例えば、固定翼とは別の抵抗翼とボス部を介して固定翼を構成したり、外側撹拌翼の径或いは外側撹拌翼に抵抗板を設けて固定翼を構成するなどして、上述の共回り現象の防止をしている。
また、互い違いに向き合った内外複数の水平撹拌翼を突設して翼による羽根切り回数を上げて撹拌効率を向上しようとするものもある。
ところで、掘削・撹拌具は、掘削孔中で上下万遍なく掘削土と改良材の撹拌を行うために、掘削・撹拌軸を掘削孔の上下方向に対して貫入・引き抜きの昇降操作を行い軸方向の撹拌を行うものである。
しかしながら、不動状態の固定翼或いは固定翼を設けるための部材は掘削孔の周壁である未掘削地盤と係合しているため、昇降操作の際に昇降抵抗が大きくなり、却って地盤改良のための掘削混練作業の施工効率を著しく低下させる欠点があった。

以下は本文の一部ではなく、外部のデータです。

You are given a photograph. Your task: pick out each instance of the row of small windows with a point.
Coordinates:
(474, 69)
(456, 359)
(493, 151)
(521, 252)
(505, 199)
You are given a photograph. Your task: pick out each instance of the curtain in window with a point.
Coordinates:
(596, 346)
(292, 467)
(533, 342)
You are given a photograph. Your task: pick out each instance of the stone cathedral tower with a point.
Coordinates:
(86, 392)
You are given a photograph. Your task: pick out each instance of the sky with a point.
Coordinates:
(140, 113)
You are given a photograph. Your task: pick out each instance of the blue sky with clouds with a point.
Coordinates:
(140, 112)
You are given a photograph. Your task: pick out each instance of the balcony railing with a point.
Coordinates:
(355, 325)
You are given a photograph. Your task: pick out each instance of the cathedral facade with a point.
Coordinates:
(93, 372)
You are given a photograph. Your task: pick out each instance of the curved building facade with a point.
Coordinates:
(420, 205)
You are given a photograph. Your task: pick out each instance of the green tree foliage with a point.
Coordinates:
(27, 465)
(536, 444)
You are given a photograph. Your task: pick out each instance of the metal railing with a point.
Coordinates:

また、掘削・撹拌具は、撹拌翼近傍に存在する掘削土や改良材、改良土等(以下、単に掘削・改良土とも言う。)に対してせん断力を与えることで、上述のごとく撹拌翼と共に回転する掘削・改良土と、撹拌翼と共に回転しない掘削・改良土との間で、掘削・撹拌土の複雑な混練・撹拌を行うものである。
こうした掘削孔中における撹拌翼の掘削・改良土に対するせん断力の分布傾向は、掘削・改良土の性質、各撹拌翼の形状や掘削・撹拌軸に対する配設位置等により掘削・改良土に発生する撹拌影響範囲を決定する「せん断線」として定義できる。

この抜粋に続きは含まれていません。